Como os motores são bem mais reduzidos de partes móveis, e não têm a necessidade de utilizar fluidos, a manutenção de carros elétricos é mais simples e, consequentemente, mais em conta que a de um modelo a combustão.

Ainda assim, uma pesquisa realizada pela CCC Information Services nos Estados Unidos revelou que os custos para uma seguradora reparar um veículo elétrico pode ser muito maior do que os de um veículo tradicional a combustão.

De fato, os custos de manutenção mais comuns — como os citados acima — são mais baratos. Entretanto, em caso de colisões, a história é bem diferente.

A pesquisa exemplifica: Um pequeno dano na dianteira em um modelo elétrico de uma marca “não luxuosa” custa US$ 4.041 (R$ 21.833) para ser reparado, cerca de 27% mais caro que um modelo a combustão convencional.

Em casos de SUVs médios de marcas luxuosas , o custo chega a US$ 8.037 (R$ 43.423), um valor 53% maior do que em casos de modelos a combustão similares.

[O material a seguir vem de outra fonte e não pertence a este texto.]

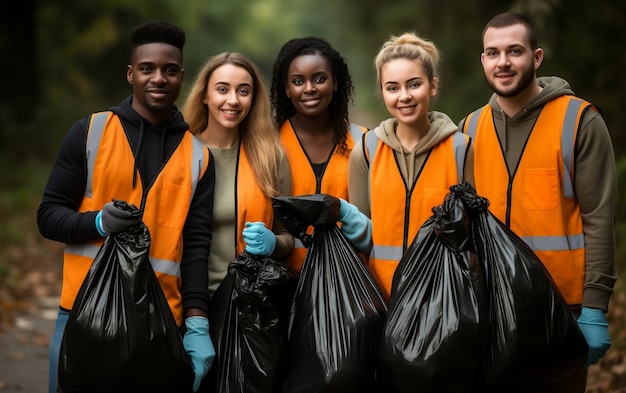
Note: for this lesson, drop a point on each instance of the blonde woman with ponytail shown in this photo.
(228, 109)
(406, 165)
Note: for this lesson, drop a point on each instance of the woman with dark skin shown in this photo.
(311, 93)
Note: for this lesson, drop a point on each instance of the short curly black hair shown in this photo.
(282, 106)
(157, 31)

Entretanto, a comparação não é 100% real, pois serve mais para ter uma noção do momento da indústria e do setor de seguros . Isso porque, segundo a própria CCC, o mercado de elétricos ainda é muito novo, e as informações podem sofrer impactos por conta disso.

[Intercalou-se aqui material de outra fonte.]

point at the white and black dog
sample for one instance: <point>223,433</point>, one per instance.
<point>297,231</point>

Renault Kwid elétrico se parece bastante com o modelo a combustão e tem menos partes móveis
Guilherme Menezes/ iG Carros
Renault Kwid elétrico se parece bastante com o modelo a combustão e tem menos partes móveis

“A dificuldade [para tirar conclusões] é encontrar comparações corretas. A maior parte dos elétricos nas ruas dos Estados Unidos são Teslas, que não tem versões a combustão para ser comparadas” Declarou Susanna Gotsch, analista de indústria na CCC.

A adoção de modelos como a Ford F-150 Lightning, equivalente 100% elétrico da F-150, a Chevrolet Silverado e a variante Silverado EV e os modelos X1 e X3 da BMW, todos com versões elétricas e a combustão — e, no caso do Brasil, com Kwid e Kwid E-tech — são casos para serem analisados para a comparação ideal e mais fiel.

A pesquisa aponta alguns fatores que fazem o custo de reparo de carros elétricos ser mais alto:

1 – Estrutura: As oficinas estão realizando investimentos em equipamentos e treinamentos para trabalhar em carros elétricos, o que além de tempo para aprender e se acostumar com o novo “material”, leva um custo, que será repassado para o consumidor.

2 - Sensores: Cada vez os carros possuem mais sensores de direção autônoma, ou auxílio à direção. No caso dos carros elétricos, o relatório diz que eles estão posicionados em áreas que sofrem mais impactos em colisões, como para-choques e espelhos retrovisores, e o custo para a substituição é elevado.

3 – Baterias: Além de serem as grandes vilãs dos elevados custos, tentar compensar seu peso e deixá-las seguras em casos de colisão demanda a utilização de aço de alta resistência, peso baixo, mas sua substituição tem um preço elevado.

Além disso, para realizar a pintura, leva mais tempo em carros elétricos, já que, segundo a pesquisa, é necessário retirar as baterias e re-instalar depois da pintura.